That Japanese movies are often adapted from Japanese manga is no secret. Less well known is the subgenre of films about the lives of some Japanese mangaka (manga artists), which is informally known as mangakamono. Many of these fictional biopics have gone on to become local blockbusters, but we'll get to that later. These films reveal what is required to become a manga artist, how to make a living and keep the creative flames burning — despite the overwhelming odds of failing.

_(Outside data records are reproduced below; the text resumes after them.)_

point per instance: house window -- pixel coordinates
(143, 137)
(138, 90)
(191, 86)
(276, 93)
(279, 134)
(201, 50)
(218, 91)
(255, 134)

The genre emerged with the unexpected box-office success of Jun Ichikawa's "Tokiwa-so no Seishun" in 1996. It's an elegant, if superficial, look at the youthful beginnings of manga giants Motoo Abiko, aka Fujiko Fujio (part of the creative duo who dreamed up "Doraemon"), Fujio Akatsuka and Hiroo Terada, when they all lived in the same, dingy apartment building — named Tokiwa-so — in Tokyo's Ikebukuro district. This apartment was to Japanese manga what the Chelsea Hotel was to New York's underground art scene: It was where all the cool people lived and where their friends came over to hang out. One of the earliest manga celebrities who took up residence in that apartment was Osamu Tezuka (creator of "Astro Boy"), whose editors used to camp out in the corridors of the apartment waiting for Tezuka to finish his latest installments.
It wasn't until the early 2000s that the mangakamono genre came into its own, though by this time the actual manga world was littered with struggling manga artists portraying their real lives and careers.